监控组件:Prometheus + Node-Exporter + cAdvisor + Kube-State-Metrics

1. 部署监控组件

1.1 下载源码

git clone https://gitlab.com/KylinVnne/cc-monitoring.git

1.2 安装

kubectl apply -f ./
kubectl apply -f kube-state-metrics/
kubectl apply -f node-cadvisor/
kubectl apply -f node-exporter/
kubectl apply -f prometheus/

执行之后,会自动安装安装Prometheus、Node-Exporter、cAdvisor、Kube-State-Metrics等组件。
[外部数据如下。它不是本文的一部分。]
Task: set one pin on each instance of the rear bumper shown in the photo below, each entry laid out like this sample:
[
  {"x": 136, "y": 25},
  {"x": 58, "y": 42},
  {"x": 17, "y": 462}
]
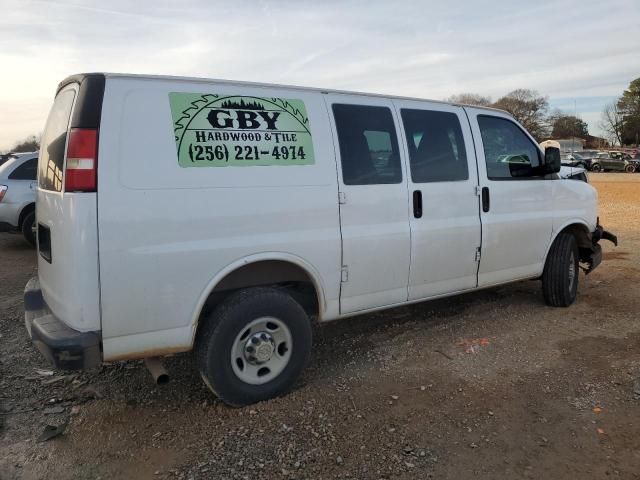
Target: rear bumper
[{"x": 64, "y": 347}]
安装完成后,还需要进行下面的配置修改,才能正常使用。

2. 配置Prometheus自动发现

2.1 设置Kubernetes集群访问权限

资源清单文件:prometheus/prometheus-rbac.yaml

apiVersion: rbac.authorization.k8s.io/v1beta1
kind: ClusterRole
metadata:
  name: ccmonitor
rules:
- apiGroups: [""]
  resources:
  - nodes
  - nodes/proxy
  - services
  - services/proxy
  - endpoints
  - endpoints/proxy
  - pods
  - pods/proxy
  verbs: ["get", "list", "watch"]
- apiGroups:
  - extensions
  resources:
  - ingresses
  verbs: ["get", "list", "watch"]
- nonResourceURLs: ["/metrics"]
  verbs: ["get"]
---
apiVersion: v1
kind: ServiceAccount
metadata:
  name: ccmonitor
  namespace: monitoring
---
apiVersion: rbac.authorization.k8s.io/v1beta1
kind: ClusterRoleBinding
metadata:
  name: ccmonitor
roleRef:
  apiGroup: rbac.authorization.k8s.io
  kind: ClusterRole
  name: ccmonitor
subjects:
- kind: ServiceAccount
  name: ccmonitor
  namespace: monitoring

创建上述YAML资源清单文件后,使用kubectl命令创建,更新Kubernetes集群配置:

kubectl apply -f prometheus-rbac.yaml

创建完成后,找到上一步创建的ServiceAccount:

将token信息复制出来,用于更新密文卷prometheus-token:

用上一步的token信息,替换掉资源文件中xxxxx,使用资源清单文件创建prometheus-token:

apiVersion: v1
kind: Secret
metadata:
  name: prometheus-token
  namespace: monitoring
data:
  k8s_token: xxxxx

创建上述YAML资源清单文件后,使用kubectl命令创建,更新Prometheus配置:

kubectl apply -f prometheus-token.yaml

2.2 修改Prometheus配置文件

Prometheus通过与Kubernetes API集成来完成自动发现,这里我们通过具体的示例详细介绍如何配置Prometheus支持的几种Kubernetes服务自动发现模式。

2.2.1 API Servers

Prometheus通过与Kubernetes API集成来完成自动发现,所以需要在Prometheus主配置文件(prometheus.yml)中,配置一个单独的监控任务(job),在kubernetes_sd_configs项下,指定api_server地址以及访问token信息,Prometheus就会自动从Kubernetes API抓取监控指标,并将其作为当前监控任务的目标(targets)。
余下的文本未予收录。